Tuesday, May 29, 2012

Segregation Privatized

In the South appearances can be deceiving. Exaggerated, superficial politeness, especially toward strangers and those of differing race, often masks xenophobic intolerance or outright contempt and hatred. It's a subtle thing. So subtle that only an outsider like Panderbear who lived in California most of his life would likely take notice. Southerners, at least those in Arkansas where Panderbear resides, seem unaware of this near universal affectation.

Elizabeth Eckford
The subtlety of social affectation notwithstanding the underlying intolerance in some Southerners has real and harmful effects, particularly with regard to education. One might have thought that when President Eisenhower sent federal troops to enforce desegregation at Little Rock High School and later with the passage of the Civil Rights Act of 1964 and the Voting Rights Act of 1965, the issue of segregation would have long been settled. Panderbear sees it differently.

Two trends thwarted effective integration in Arkansas' schools.

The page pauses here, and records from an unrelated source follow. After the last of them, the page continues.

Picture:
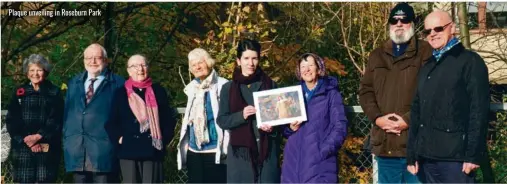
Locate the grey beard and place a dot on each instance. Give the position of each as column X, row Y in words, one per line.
column 404, row 38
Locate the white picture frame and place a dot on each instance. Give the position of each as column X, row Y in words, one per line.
column 280, row 106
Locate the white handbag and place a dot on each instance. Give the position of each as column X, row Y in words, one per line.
column 6, row 143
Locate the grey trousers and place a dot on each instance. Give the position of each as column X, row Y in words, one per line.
column 134, row 171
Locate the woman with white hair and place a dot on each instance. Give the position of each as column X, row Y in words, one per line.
column 141, row 124
column 34, row 121
column 203, row 144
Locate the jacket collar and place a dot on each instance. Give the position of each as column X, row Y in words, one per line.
column 108, row 76
column 45, row 88
column 411, row 48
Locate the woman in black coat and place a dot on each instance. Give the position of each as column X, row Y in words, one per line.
column 34, row 122
column 141, row 125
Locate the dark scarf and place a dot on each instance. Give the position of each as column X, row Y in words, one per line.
column 243, row 136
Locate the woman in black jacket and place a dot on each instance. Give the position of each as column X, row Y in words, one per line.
column 141, row 124
column 34, row 122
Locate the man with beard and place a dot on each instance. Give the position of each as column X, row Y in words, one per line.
column 450, row 109
column 386, row 92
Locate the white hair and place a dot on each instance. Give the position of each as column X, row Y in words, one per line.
column 404, row 38
column 38, row 60
column 198, row 54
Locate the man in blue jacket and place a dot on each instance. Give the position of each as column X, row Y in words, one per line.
column 447, row 138
column 88, row 153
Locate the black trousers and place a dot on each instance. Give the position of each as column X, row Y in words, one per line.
column 436, row 171
column 95, row 177
column 137, row 171
column 202, row 168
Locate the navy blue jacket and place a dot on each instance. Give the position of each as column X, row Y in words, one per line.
column 84, row 135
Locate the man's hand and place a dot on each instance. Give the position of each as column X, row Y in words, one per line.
column 295, row 126
column 266, row 128
column 413, row 168
column 401, row 124
column 469, row 167
column 248, row 111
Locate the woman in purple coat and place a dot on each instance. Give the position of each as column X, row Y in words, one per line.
column 310, row 155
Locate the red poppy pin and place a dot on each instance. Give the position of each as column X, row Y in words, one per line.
column 20, row 92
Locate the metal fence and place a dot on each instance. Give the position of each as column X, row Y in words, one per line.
column 360, row 167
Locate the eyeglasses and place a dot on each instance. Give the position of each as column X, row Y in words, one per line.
column 436, row 29
column 394, row 21
column 138, row 66
column 93, row 58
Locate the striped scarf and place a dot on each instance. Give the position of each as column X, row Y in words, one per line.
column 145, row 113
column 198, row 116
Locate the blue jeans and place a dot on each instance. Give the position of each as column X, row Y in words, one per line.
column 394, row 170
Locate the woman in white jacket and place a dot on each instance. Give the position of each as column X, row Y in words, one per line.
column 203, row 144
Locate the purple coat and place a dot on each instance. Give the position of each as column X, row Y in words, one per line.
column 310, row 155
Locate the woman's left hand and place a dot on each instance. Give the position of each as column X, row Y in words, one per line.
column 266, row 128
column 36, row 148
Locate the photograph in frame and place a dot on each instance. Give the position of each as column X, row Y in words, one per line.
column 279, row 106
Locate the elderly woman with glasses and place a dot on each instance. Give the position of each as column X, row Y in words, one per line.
column 34, row 121
column 310, row 155
column 141, row 125
column 203, row 144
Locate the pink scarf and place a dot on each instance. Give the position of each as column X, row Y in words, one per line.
column 146, row 113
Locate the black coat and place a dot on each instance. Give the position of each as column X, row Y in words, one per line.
column 136, row 145
column 35, row 112
column 449, row 113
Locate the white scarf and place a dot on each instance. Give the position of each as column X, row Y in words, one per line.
column 198, row 116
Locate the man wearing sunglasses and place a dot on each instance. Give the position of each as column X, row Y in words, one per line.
column 386, row 92
column 447, row 138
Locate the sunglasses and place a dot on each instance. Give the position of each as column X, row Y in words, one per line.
column 436, row 29
column 394, row 21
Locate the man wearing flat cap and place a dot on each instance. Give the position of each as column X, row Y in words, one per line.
column 386, row 92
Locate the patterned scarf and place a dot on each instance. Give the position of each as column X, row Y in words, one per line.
column 146, row 113
column 198, row 116
column 439, row 53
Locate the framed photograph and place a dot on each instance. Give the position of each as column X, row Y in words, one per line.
column 279, row 106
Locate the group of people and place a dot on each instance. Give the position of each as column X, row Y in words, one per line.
column 108, row 125
column 428, row 101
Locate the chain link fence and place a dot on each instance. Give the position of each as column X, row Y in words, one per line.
column 357, row 165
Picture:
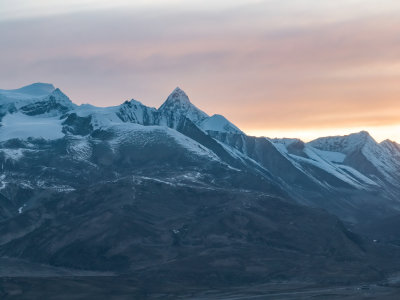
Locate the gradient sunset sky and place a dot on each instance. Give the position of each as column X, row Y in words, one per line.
column 277, row 68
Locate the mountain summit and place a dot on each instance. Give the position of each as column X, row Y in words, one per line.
column 178, row 106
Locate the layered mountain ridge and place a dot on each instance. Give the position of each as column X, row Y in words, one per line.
column 138, row 190
column 349, row 168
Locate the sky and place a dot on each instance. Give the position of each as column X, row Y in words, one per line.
column 276, row 68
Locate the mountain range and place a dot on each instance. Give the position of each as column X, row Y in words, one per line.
column 176, row 195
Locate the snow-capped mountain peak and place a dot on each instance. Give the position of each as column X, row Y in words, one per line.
column 177, row 106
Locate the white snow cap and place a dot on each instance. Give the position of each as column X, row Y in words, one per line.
column 36, row 89
column 178, row 104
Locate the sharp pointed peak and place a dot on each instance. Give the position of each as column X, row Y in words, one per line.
column 179, row 94
column 178, row 98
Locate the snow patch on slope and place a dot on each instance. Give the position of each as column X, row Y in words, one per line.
column 21, row 126
column 219, row 123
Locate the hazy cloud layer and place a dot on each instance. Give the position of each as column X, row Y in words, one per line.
column 270, row 66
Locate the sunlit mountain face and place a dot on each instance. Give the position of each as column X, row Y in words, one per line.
column 199, row 149
column 303, row 69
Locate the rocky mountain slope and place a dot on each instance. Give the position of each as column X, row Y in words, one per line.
column 174, row 194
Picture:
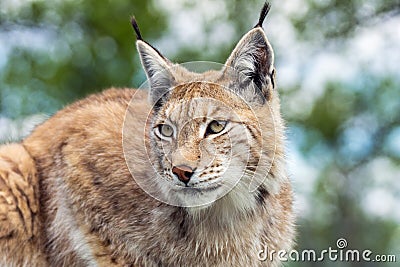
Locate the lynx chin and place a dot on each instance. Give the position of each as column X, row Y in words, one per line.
column 190, row 172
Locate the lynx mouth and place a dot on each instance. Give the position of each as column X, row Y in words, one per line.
column 197, row 189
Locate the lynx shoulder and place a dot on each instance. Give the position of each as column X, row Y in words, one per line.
column 188, row 173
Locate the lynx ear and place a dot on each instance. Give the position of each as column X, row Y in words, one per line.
column 158, row 71
column 156, row 66
column 252, row 62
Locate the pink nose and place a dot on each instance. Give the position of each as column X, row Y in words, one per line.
column 183, row 172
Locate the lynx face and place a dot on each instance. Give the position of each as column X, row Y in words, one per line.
column 212, row 134
column 203, row 142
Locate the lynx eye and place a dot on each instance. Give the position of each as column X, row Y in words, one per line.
column 165, row 130
column 215, row 127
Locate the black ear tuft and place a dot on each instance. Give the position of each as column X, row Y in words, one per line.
column 136, row 28
column 264, row 12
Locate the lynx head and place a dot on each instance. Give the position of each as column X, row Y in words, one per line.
column 215, row 135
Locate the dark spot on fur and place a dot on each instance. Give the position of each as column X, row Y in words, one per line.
column 180, row 216
column 262, row 194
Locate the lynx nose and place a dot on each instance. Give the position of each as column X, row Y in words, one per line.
column 183, row 172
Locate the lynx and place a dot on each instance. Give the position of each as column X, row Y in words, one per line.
column 188, row 173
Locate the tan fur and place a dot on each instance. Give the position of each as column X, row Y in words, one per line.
column 68, row 198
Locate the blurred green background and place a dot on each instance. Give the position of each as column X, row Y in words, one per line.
column 338, row 71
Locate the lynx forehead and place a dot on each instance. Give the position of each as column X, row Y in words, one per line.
column 190, row 172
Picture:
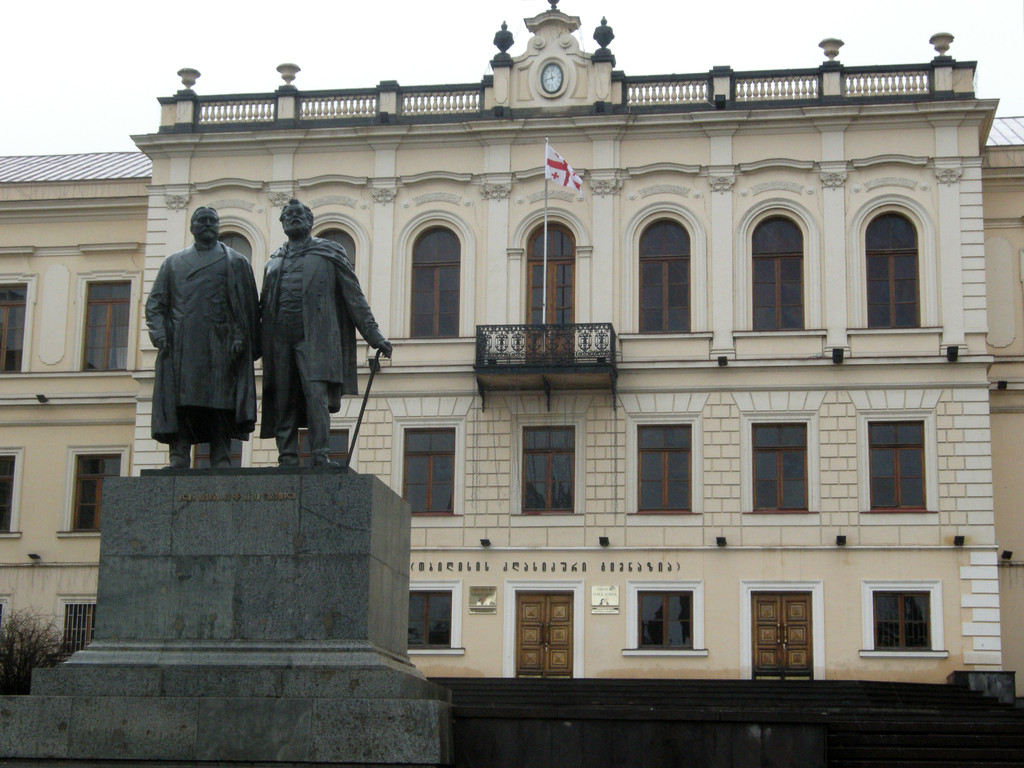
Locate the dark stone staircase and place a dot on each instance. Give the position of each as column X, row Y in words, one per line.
column 594, row 723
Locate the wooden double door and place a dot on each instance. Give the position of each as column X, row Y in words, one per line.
column 782, row 635
column 544, row 634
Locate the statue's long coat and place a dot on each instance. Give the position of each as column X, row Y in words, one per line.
column 333, row 307
column 167, row 322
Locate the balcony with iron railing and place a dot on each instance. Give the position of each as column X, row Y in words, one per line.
column 546, row 356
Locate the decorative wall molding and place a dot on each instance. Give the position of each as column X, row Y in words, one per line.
column 176, row 202
column 775, row 185
column 496, row 190
column 556, row 194
column 244, row 205
column 337, row 200
column 882, row 159
column 722, row 183
column 890, row 181
column 665, row 189
column 834, row 179
column 605, row 186
column 419, row 200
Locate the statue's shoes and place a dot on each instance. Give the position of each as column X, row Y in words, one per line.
column 324, row 462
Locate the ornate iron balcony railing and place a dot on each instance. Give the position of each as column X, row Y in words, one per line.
column 542, row 345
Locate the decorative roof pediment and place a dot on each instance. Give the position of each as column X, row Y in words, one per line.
column 553, row 72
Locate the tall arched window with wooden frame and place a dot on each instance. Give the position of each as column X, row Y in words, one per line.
column 560, row 276
column 436, row 257
column 893, row 291
column 665, row 279
column 777, row 255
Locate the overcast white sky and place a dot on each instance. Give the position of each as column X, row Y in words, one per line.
column 85, row 76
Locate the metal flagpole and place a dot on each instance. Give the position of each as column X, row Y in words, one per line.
column 544, row 283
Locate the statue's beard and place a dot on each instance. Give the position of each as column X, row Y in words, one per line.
column 297, row 230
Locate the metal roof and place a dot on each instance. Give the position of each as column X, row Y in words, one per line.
column 88, row 167
column 1007, row 132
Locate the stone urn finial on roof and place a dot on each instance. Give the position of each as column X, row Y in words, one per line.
column 288, row 72
column 830, row 46
column 503, row 41
column 188, row 77
column 604, row 35
column 941, row 42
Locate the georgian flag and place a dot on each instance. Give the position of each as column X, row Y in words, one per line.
column 559, row 171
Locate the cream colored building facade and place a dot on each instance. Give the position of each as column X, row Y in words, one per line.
column 755, row 589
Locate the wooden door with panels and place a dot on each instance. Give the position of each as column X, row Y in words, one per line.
column 544, row 634
column 782, row 635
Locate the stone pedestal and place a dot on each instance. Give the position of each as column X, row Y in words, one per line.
column 243, row 615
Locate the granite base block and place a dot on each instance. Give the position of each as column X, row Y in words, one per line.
column 243, row 617
column 200, row 731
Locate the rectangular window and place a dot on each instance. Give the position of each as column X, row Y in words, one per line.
column 78, row 626
column 6, row 492
column 12, row 300
column 666, row 620
column 897, row 462
column 665, row 468
column 429, row 472
column 90, row 471
column 901, row 621
column 779, row 467
column 201, row 459
column 337, row 446
column 107, row 314
column 548, row 456
column 429, row 620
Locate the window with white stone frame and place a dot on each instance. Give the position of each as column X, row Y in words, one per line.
column 665, row 619
column 10, row 481
column 435, row 617
column 871, row 448
column 902, row 620
column 764, row 418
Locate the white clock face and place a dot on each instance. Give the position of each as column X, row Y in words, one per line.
column 551, row 78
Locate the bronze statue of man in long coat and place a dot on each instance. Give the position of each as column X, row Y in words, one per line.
column 203, row 315
column 311, row 307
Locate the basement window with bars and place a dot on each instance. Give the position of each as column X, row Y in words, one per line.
column 78, row 629
column 429, row 620
column 901, row 621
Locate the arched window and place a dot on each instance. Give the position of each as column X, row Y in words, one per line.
column 777, row 251
column 892, row 272
column 343, row 239
column 435, row 284
column 238, row 243
column 665, row 278
column 561, row 263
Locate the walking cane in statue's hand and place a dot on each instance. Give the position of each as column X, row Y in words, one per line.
column 375, row 366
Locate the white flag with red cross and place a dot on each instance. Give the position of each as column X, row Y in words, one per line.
column 556, row 169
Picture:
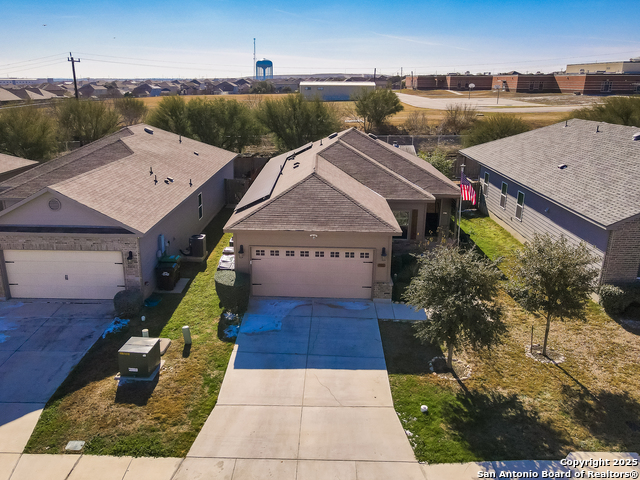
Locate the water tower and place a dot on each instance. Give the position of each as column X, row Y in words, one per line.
column 264, row 69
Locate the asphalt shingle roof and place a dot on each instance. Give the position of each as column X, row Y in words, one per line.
column 112, row 176
column 9, row 163
column 336, row 186
column 598, row 182
column 412, row 168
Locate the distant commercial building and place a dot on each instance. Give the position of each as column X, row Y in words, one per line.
column 632, row 66
column 334, row 91
column 581, row 83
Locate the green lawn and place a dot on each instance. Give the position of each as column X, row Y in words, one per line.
column 158, row 419
column 513, row 407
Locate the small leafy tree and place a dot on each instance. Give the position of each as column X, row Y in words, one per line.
column 132, row 110
column 493, row 128
column 438, row 158
column 618, row 110
column 457, row 289
column 28, row 132
column 375, row 106
column 223, row 123
column 171, row 115
column 554, row 278
column 86, row 120
column 294, row 120
column 457, row 118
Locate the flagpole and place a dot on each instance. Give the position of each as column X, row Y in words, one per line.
column 460, row 205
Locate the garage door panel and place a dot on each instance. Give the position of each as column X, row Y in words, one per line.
column 64, row 274
column 311, row 276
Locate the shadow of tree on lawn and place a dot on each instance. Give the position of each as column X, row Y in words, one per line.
column 612, row 418
column 496, row 426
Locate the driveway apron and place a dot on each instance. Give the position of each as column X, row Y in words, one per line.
column 40, row 343
column 306, row 393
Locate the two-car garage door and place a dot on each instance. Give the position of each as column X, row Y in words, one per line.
column 64, row 274
column 311, row 272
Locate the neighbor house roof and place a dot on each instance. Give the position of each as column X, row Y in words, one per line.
column 120, row 184
column 339, row 84
column 9, row 163
column 601, row 160
column 331, row 185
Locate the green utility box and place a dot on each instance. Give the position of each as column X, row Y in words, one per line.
column 139, row 357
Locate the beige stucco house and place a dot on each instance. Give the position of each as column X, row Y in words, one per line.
column 320, row 221
column 88, row 224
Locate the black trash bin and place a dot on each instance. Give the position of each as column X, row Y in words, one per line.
column 197, row 245
column 167, row 275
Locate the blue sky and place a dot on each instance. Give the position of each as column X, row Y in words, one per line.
column 215, row 38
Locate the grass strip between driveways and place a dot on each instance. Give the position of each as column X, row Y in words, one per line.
column 159, row 418
column 512, row 407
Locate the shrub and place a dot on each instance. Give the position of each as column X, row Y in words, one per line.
column 127, row 303
column 615, row 299
column 233, row 290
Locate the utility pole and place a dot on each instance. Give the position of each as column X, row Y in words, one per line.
column 460, row 205
column 73, row 67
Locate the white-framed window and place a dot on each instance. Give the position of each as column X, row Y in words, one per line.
column 519, row 205
column 503, row 195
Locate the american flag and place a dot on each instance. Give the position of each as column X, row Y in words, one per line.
column 466, row 189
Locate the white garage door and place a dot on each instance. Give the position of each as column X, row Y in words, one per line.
column 311, row 272
column 64, row 274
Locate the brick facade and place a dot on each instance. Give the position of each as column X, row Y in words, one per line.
column 622, row 261
column 125, row 244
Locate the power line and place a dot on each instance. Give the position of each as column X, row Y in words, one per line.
column 32, row 60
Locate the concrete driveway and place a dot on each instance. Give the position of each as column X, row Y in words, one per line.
column 306, row 396
column 40, row 343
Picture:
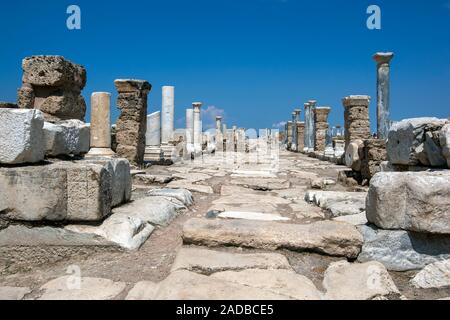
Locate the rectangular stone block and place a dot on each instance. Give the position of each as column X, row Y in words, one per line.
column 21, row 136
column 416, row 142
column 71, row 137
column 412, row 201
column 60, row 191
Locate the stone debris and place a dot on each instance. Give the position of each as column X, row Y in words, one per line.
column 53, row 85
column 126, row 231
column 207, row 261
column 327, row 237
column 158, row 211
column 183, row 195
column 21, row 136
column 251, row 216
column 185, row 285
column 281, row 282
column 70, row 137
column 402, row 250
column 359, row 281
column 413, row 201
column 72, row 288
column 435, row 275
column 60, row 191
column 13, row 293
column 416, row 142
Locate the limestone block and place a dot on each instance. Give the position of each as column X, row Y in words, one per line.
column 53, row 71
column 414, row 201
column 61, row 191
column 69, row 137
column 445, row 142
column 416, row 142
column 21, row 136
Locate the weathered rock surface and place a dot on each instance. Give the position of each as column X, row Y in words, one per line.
column 338, row 203
column 61, row 191
column 183, row 195
column 435, row 275
column 207, row 261
column 416, row 141
column 332, row 238
column 72, row 288
column 444, row 138
column 185, row 285
column 359, row 281
column 182, row 184
column 251, row 216
column 13, row 293
column 126, row 231
column 282, row 282
column 70, row 137
column 53, row 85
column 416, row 201
column 155, row 210
column 21, row 136
column 402, row 250
column 263, row 184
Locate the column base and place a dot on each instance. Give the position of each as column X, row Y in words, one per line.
column 100, row 152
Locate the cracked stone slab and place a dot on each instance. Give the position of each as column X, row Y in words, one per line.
column 327, row 237
column 85, row 288
column 13, row 293
column 208, row 261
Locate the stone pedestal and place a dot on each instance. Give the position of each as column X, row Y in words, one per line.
column 356, row 117
column 197, row 127
column 132, row 123
column 383, row 82
column 153, row 151
column 100, row 125
column 321, row 127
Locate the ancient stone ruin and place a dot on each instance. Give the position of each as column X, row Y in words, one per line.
column 317, row 212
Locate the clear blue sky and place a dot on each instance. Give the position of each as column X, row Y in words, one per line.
column 255, row 59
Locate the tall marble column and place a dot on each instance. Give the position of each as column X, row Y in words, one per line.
column 100, row 125
column 132, row 123
column 167, row 117
column 311, row 126
column 383, row 88
column 321, row 128
column 300, row 135
column 153, row 138
column 197, row 127
column 219, row 135
column 356, row 117
column 307, row 139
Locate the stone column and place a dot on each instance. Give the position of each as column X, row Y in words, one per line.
column 289, row 135
column 132, row 122
column 300, row 136
column 219, row 135
column 383, row 83
column 197, row 127
column 321, row 128
column 100, row 125
column 167, row 118
column 311, row 126
column 356, row 117
column 153, row 138
column 307, row 107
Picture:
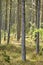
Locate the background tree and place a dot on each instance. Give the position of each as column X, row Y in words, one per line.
column 0, row 19
column 37, row 24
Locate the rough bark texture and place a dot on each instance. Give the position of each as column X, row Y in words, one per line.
column 23, row 31
column 9, row 22
column 0, row 20
column 19, row 20
column 37, row 24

By fleeing from Little Rock to outlying communities that were essentially all white, parents ensured their children would continue attending all white schools. Of course white flight was a national phenomenon and primarily economic rather than racially motivated. But the effect was especially marked in Arkansas. Panderbear has relatives who fled to the suburbs to avoid having their children attend integrated schools.

The other phenomenon, apparently far more common in the South than elsewhere, was the rise of the Christian Academy. Arkansas is now awash in Christian Academies. Whether there is outright discrimination in the application process Panderbear cannot say, but the additional expense of sending children to private academies ensures attendees are among the more affluent and in Arkansas that means white.

The end result is that segregation never really ended, it was privatized. Never mind that separate is inherently unequal. Never mind that parents are harming their own children by preventing them from learning lessons that come by exposure to diversity of race, culture, and religion. Never mind that parents sending their children to private schools vote against spending more on public schools, while decrying the low quality of public education. Arkansans seem oblivious to these wrongs. Don't expect Arkansas' politicians, whether Republican or conservative Democrat, to ever address the harmful effects of de facto segregation. Unfortunately, it is the children, not their intolerant parents or the pandering politicians, who continue to pay the price.